Visitors the world over travel to Japan to study meditation at Buddhist temples. In a typical zazen session, you'll learn the basics of meditation and how to incorporate zen into your daily life. You're then guided through the practice of Zazen in the tranquility of a temple setting. Classes are generally followed by a tour of the grounds or the chance to participate in other Zen practice.
Kyoto, Nara and Kamakura are famous for their Zen temples, plenty of which offer meditation lessons. Lesser-known areas such as Sendai and Otsuki offer these classes as well. Reservations are usually needed to join a zazen lesson, and English sessions are available in many places around Japan (though it certainly varies from temple to temple). Some locations offer daily practice while others have only have one lesson per week, so it's best to do some research and plan before you go. Nearly all Zen temple grounds feature gardens that you can explore either before or after your session to help with meditation and focus.
In the 6th century, Buddhist monks created Zen gardens to help calm the mind and assist with meditation. Zen gardens, or Japanese rock gardens, are typically made of gravel, sand, moss, pruned trees and bushes, and an intentional, extremely conscientious placement of rocks and stones. To create a Zen garden, sand and gravel are carefully raked into spiral or rippled patterns, usually to represent water, and various rocks and stones are used to symbolize elements such as trees or fire.

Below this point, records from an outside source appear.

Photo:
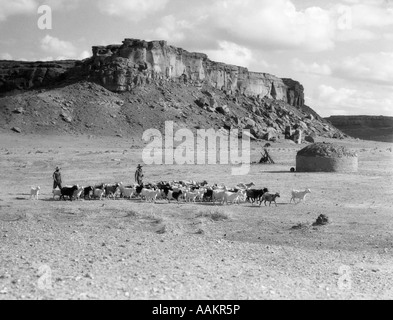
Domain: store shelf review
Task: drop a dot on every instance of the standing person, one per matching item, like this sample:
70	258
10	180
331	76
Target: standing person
57	179
139	175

The smooth pebbles used have been worn down by nature rather than the hand of a person. Zen gardens imitate the essence of nature rather than the actual use or appearance of it. The result is a soothing, tranquil spot that encourages introspection and meditation.
Zen gardens are often small, and are meant to be seen from a single point of view outside the garden itself. Some of Japan's most famous Zen gardens include Komyoji in Kamakura and Ryoanji in Kyoto. A UNESCO World Heritage Site, the Ryoanji grounds were originally the estate of a wealthy aristocrat before they were converted to a Zen temple in 1450. The origin of the famous gardens, however, as well as their true meaning, remains a mystery.
Other Temple Experiences
Besides meditation classes and viewing Zen gardens, there are other temple experiences available to curious visitors. All around the country, you can take part in tea ceremony, shakyo calligraphy classes, or shukubo—an overnight temple stay.
Tea culture is synonymous with Zen Buddhism in Japan. It was created in the Zen environment, and the tea ceremony has been greatly shaped by Zen Buddhism. Some temples offer a tea ceremony class, in which visitors learn the history and philosophy of the tradition before watching a tea ceremony performed by the instructor, then finally brew and serve their own tea.
Shakyo calligraphy is the art of drawing Buddhist sutras by hand. While it is exquisitely beautiful, the method requires more than just an eye for art. Each stroke insists on your avid attention, making shakyo a practice in mindfulness and discipline. Many temples offer shakyo classes for those interested.
Finally, some Zen temples have guesthouse areas called Shukubo, where you can actually spend the night in a temple. Historically, only monks and pilgrims were permitted to do this, but thanks to growing interest in Zen Buddhism, more and more locations are opening their doors to foreign guests overnight.
All information is correct as of March 2019.